TABLE 5: Bivariate and multivariable logistic regressions for factors associated with age-disparate sexual relationships: Model 3.
Factors associated with multiple sexual partners

The predictor variables, sex (OR = 2.632; 95% CI [1.469–4.713]), ever had sex (OR = 7.139; 95% CI [3.349–15.220]) and watching pornography (OR = 1.745; 95% CI [1.008–3.021]) were significantly associated with having multiple sex partners. Compared to girls, boys were 2.63 more likely to have multiple sexual partners when other predictors were kept constant. Compared to pupils who never had sex, pupils who had sex before were 7.13 more likely to engage in multiple sexual relationships when other predictors were kept constant. Compared to those who never watched pornography, pupils who were watching pornography were 1.74 more likely to have multiple sexual partners after keeping other predictors constant (see Table 6).

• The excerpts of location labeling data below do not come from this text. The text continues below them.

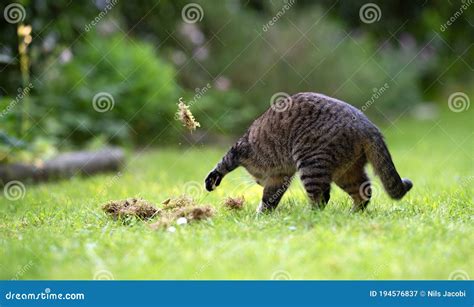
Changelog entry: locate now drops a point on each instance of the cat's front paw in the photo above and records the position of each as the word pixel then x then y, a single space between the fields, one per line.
pixel 213 180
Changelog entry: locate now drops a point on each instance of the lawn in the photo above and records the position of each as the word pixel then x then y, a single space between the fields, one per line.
pixel 58 231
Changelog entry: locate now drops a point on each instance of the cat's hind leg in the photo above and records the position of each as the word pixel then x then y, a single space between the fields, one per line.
pixel 274 188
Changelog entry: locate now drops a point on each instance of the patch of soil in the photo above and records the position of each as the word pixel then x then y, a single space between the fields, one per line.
pixel 235 203
pixel 182 206
pixel 132 207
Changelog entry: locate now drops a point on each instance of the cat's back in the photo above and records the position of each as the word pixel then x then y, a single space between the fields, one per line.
pixel 309 112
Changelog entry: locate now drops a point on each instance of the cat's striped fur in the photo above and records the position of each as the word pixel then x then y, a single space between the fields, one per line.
pixel 324 139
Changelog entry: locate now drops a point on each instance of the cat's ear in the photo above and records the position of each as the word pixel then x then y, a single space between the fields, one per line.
pixel 213 180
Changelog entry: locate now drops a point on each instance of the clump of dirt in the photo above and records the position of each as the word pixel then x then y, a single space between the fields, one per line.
pixel 234 203
pixel 185 116
pixel 132 207
pixel 178 202
pixel 194 213
pixel 181 207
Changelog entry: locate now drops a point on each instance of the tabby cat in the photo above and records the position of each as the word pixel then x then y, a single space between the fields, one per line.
pixel 322 138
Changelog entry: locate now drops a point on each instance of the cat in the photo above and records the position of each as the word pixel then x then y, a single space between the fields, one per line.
pixel 324 139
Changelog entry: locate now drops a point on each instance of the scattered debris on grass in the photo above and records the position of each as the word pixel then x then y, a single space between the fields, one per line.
pixel 180 210
pixel 235 203
pixel 185 116
pixel 132 207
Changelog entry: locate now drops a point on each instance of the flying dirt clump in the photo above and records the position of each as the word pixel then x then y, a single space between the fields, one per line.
pixel 132 207
pixel 235 203
pixel 185 116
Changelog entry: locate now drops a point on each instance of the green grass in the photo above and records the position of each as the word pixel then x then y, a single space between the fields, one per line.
pixel 58 231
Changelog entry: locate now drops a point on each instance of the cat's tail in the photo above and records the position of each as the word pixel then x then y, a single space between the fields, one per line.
pixel 378 155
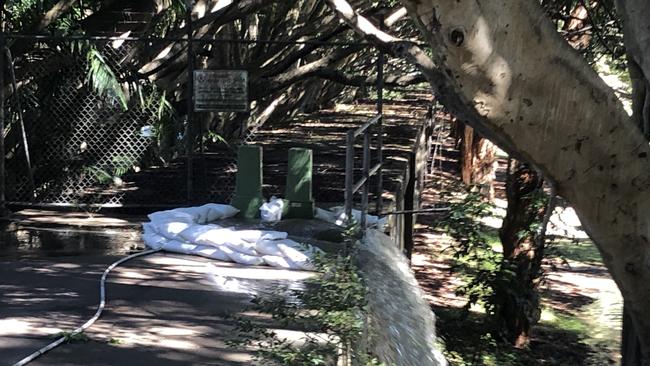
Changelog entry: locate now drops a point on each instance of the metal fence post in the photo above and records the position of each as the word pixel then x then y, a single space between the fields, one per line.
pixel 349 173
pixel 366 184
pixel 190 101
pixel 380 129
pixel 2 115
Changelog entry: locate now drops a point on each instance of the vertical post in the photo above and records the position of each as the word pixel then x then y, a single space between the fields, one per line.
pixel 380 129
pixel 349 173
pixel 366 178
pixel 2 114
pixel 299 183
pixel 248 186
pixel 190 100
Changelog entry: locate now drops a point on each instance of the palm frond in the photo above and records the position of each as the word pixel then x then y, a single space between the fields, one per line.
pixel 103 80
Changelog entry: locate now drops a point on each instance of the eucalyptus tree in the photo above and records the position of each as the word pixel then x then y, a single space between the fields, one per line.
pixel 503 67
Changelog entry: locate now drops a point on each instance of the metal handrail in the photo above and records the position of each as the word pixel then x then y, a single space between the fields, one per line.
pixel 351 187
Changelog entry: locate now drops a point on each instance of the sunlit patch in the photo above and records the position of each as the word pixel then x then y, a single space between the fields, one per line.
pixel 220 5
pixel 119 42
pixel 22 326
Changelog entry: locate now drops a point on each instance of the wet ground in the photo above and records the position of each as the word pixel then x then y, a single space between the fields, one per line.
pixel 163 309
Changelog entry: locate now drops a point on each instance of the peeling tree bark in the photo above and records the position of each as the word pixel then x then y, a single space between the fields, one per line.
pixel 522 81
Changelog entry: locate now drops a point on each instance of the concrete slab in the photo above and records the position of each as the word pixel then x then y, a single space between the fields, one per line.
pixel 162 310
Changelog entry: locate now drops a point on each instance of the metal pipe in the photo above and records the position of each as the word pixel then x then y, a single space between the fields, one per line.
pixel 380 123
pixel 366 125
pixel 349 173
pixel 190 99
pixel 420 211
pixel 3 207
pixel 366 185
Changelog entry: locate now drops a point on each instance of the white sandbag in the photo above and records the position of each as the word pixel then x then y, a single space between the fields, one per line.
pixel 171 215
pixel 241 246
pixel 279 262
pixel 253 236
pixel 272 211
pixel 217 237
pixel 170 229
pixel 241 258
pixel 297 256
pixel 218 211
pixel 192 233
pixel 153 240
pixel 211 252
pixel 179 247
pixel 148 228
pixel 325 215
pixel 199 214
pixel 270 247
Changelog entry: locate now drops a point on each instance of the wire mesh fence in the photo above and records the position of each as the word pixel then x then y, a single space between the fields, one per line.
pixel 94 144
pixel 86 145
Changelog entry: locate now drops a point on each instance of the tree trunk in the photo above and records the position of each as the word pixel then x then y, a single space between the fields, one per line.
pixel 502 66
pixel 516 295
pixel 477 158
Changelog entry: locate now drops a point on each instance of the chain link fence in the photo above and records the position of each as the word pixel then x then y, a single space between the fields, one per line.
pixel 89 147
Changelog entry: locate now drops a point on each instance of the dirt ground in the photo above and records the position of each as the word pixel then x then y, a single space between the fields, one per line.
pixel 581 316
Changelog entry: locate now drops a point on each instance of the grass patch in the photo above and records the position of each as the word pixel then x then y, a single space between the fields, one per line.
pixel 578 251
pixel 565 322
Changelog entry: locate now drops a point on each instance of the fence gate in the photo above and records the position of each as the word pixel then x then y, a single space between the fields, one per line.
pixel 82 145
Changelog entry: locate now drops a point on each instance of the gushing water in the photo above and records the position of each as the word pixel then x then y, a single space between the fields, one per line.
pixel 401 325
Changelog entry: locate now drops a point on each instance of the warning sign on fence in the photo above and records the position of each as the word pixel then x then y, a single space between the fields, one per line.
pixel 221 90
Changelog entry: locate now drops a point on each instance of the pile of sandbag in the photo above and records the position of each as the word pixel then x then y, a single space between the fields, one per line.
pixel 186 230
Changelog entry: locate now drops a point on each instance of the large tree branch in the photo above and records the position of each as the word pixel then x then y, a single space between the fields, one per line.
pixel 509 64
pixel 440 80
pixel 389 81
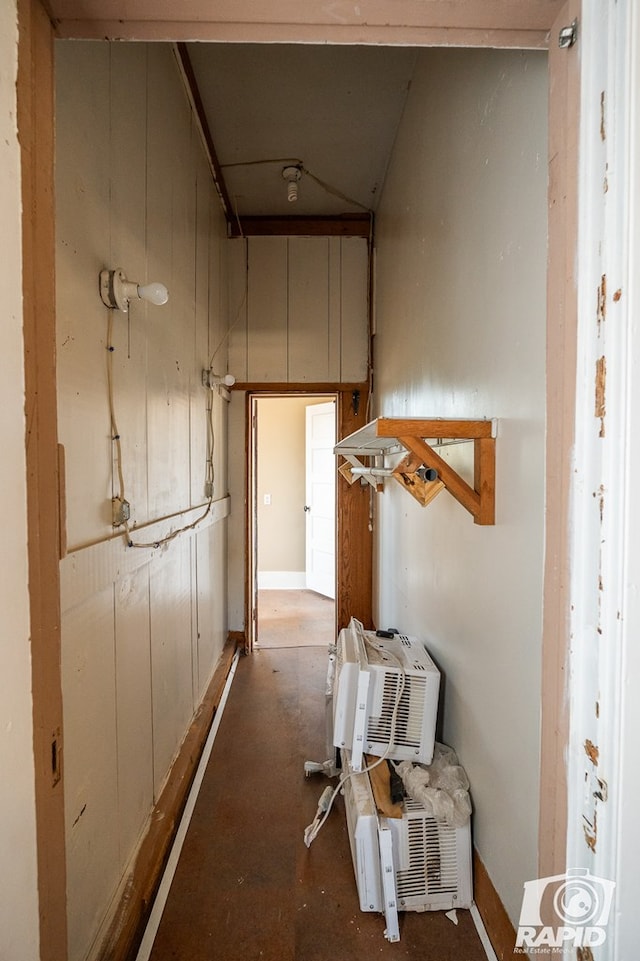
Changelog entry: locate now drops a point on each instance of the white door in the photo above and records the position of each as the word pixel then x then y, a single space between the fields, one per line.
pixel 320 498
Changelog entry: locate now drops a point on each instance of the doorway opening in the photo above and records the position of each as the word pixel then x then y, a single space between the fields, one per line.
pixel 293 520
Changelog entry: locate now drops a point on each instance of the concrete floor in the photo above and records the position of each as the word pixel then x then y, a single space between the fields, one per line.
pixel 246 886
pixel 294 619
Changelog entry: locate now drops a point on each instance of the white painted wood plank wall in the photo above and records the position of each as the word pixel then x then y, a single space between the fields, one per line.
pixel 306 318
pixel 142 630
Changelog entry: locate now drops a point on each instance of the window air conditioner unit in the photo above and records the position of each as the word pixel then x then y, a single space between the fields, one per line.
pixel 385 698
pixel 429 862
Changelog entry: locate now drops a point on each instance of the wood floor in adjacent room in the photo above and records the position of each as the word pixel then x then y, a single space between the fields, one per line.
pixel 246 887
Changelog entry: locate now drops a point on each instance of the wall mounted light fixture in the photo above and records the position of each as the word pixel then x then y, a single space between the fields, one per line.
pixel 116 291
pixel 292 175
pixel 209 379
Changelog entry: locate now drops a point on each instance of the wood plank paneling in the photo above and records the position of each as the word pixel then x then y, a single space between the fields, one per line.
pixel 133 707
pixel 335 309
pixel 236 253
pixel 267 310
pixel 354 309
pixel 170 613
pixel 170 251
pixel 91 765
pixel 82 198
pixel 204 260
pixel 308 309
pixel 127 227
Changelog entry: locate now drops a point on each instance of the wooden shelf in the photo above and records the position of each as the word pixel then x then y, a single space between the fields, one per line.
pixel 365 452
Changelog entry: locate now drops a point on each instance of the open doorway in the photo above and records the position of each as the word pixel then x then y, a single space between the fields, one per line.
pixel 293 520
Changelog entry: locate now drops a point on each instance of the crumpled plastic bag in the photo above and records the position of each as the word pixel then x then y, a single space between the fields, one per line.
pixel 442 787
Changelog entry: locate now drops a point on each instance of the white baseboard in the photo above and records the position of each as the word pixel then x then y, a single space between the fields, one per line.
pixel 282 580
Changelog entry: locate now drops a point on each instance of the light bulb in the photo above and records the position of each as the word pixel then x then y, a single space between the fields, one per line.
pixel 154 292
pixel 292 175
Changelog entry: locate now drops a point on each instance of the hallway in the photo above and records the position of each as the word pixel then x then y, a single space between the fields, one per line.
pixel 246 887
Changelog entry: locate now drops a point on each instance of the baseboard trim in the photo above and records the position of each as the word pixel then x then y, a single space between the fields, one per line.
pixel 126 928
pixel 282 580
pixel 499 928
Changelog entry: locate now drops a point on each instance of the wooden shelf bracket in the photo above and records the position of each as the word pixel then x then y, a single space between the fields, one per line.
pixel 366 453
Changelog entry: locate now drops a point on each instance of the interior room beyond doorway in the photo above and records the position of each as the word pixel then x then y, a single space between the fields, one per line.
pixel 294 520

TABLE 6: Bivariate and multivariable logistic regressions for factors associated with multiple sexual partners: Model 4.
Factors associated with condomless last sex

When other predictor variables were kept constant, school location (OR = 2.726; 95% CI [1.304–5.697]), sex (OR = 1.649; 95% CI [1.030–2.642]), knowing partner HIV status (OR = 1.874; 95% CI [1.128–3.116]), ever had sex (OR = 7.692; 95% CI [3.623–16.332]) and efficacy to convince a partner to use condom (OR = 1.718; 95% CI [1.014–2.910]) were significantly associated with condomless last sex. Compared to pupils in urban schools, pupils in rural schools were 2.726 times more likely to use a condom in the last sex. Compared to girls, the odds of having used a condom in the last sex for boys were 1.649 times higher than for girls. For pupils who convinced their partners to use a condom, the odds of using a condom were 1.718 times higher than those who did not. Compared to pupils who never had sex, the odds of using condoms when having sex for pupils who ever had sexual intercourse were 7.692 times higher than those who never had sex. Pupils who knew their partner’s HIV status were 1.87 more likely to use condoms in the last sex compared to those who did not know their partner’s HIV status (see Table 7).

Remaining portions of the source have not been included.